Совершенно так же не вызывают сомнения ни у ученых, ни у народа и весьма многие недавно созданные имена: КИРОВОГРАД — город Кирова, ДНЕПРОПЕТРОВСК — город на Днепре, названный в честь большевика Г. Петровского в 1926 году. АПАТИТЫ — место, известное как центр промышленности по добыче химического сырья — апатитов, СЛАНЦЫ — место разработок горючих сланцев. О таких именах мы пока и говорить не будем.
Но вот возьмите имя далекой могучей сибирской реки ЛЕНА. На первый взгляд оно совершенно ясно: уменьшительное от «Елена», от женского имени.
Между тем, подумав так, вы впадете в грубейшую ошибку. Название «Лена» существовало в такие далекие времена, когда, вполне возможно, самого девичьего имени Лена русские люди еще не знали. А река текла тут и до их появления на ее берегах.
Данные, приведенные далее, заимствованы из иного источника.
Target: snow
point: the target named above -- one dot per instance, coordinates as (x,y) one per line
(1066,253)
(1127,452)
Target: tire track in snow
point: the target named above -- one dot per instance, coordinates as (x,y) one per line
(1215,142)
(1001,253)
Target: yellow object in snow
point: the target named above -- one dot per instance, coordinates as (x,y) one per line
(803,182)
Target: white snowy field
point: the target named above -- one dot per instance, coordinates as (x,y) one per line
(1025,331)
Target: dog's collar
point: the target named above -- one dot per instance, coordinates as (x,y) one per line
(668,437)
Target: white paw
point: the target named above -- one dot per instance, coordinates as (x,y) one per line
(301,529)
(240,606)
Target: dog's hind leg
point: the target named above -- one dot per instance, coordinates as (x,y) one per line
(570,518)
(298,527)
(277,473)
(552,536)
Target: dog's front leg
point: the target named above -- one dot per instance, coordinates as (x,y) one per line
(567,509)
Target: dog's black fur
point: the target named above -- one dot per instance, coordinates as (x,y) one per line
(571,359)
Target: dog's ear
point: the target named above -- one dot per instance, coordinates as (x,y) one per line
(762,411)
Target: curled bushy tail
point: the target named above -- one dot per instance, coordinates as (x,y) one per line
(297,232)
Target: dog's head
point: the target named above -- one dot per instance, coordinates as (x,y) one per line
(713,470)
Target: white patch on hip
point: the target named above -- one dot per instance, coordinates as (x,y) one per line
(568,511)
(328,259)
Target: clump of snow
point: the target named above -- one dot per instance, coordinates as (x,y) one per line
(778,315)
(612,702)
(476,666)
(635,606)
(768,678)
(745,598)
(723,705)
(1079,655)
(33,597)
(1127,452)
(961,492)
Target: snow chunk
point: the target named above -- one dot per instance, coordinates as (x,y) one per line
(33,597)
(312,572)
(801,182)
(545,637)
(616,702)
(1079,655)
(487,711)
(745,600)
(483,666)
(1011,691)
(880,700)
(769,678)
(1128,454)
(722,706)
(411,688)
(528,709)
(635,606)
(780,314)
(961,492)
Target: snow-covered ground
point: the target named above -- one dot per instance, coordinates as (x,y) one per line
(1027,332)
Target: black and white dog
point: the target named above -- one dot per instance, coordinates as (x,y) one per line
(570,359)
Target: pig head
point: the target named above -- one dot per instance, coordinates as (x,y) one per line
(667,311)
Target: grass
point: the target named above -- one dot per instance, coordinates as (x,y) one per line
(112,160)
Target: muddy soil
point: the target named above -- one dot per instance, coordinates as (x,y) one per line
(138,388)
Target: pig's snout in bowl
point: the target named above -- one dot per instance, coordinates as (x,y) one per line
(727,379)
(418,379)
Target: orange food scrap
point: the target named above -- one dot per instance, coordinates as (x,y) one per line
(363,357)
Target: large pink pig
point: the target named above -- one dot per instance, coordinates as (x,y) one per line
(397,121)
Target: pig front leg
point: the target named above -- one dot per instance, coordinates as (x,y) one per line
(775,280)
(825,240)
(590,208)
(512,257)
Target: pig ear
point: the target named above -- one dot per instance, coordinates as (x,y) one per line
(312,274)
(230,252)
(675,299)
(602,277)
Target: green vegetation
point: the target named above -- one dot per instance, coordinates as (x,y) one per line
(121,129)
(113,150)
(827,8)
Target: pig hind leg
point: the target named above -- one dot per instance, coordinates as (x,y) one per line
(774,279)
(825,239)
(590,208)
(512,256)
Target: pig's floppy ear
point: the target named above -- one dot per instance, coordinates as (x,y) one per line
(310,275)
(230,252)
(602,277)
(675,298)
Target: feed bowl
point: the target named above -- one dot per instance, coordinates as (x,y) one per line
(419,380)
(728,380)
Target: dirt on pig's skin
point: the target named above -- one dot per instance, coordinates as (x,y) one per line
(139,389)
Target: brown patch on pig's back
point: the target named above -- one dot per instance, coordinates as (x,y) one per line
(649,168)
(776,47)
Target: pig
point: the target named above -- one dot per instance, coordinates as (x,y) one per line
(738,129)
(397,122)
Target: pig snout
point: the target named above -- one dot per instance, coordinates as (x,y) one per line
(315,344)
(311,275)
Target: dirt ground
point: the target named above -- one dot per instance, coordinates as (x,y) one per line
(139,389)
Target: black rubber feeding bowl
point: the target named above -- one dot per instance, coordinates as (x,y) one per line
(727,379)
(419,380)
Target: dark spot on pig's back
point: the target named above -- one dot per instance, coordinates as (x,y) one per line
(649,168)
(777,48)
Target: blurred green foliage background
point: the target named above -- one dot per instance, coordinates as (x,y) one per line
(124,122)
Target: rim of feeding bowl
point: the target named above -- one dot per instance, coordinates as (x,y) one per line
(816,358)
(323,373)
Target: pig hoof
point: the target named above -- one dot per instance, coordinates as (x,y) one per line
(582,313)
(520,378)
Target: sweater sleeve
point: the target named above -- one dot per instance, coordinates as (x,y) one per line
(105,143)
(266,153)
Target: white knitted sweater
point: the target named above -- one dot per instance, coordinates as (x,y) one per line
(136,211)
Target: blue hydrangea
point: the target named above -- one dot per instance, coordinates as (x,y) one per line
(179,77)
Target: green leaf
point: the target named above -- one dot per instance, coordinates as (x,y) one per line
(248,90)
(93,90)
Как же она тогда называлась?
И вот, оказывается, по-эвенски она и теперь зовется ЕЛЮЁНЭ, что, как предполагают, могло некогда означать просто «река». И, всего вероятнее, именно из этого слова, а не имени Елена (первые русские, пришедшие в те места, наверное, и не выговаривали Елена, говорили Алёна или Олёна) и родилось плавное, как великий северный поток, название реки: Лена.
Имя, казавшееся совершенно прозрачным, на поверку «решается» вовсе не так, как можно было подумать с первого взгляда или наслыха. За ним открывается сложная историческая перспектива. Происхождение и словарные связи его оказываются весьма неожиданными для нас, и наша ошибка объясняется просто тем, что мы упустили из виду, как давно оно возникло, какие сложные языковые воздействия должно было испытать, как с ним «играли» представители нескольких языков, как под влиянием их разнородных произносительных и грамматических привычек оно потеряло первоначальную форму и приобрело нашу, современную.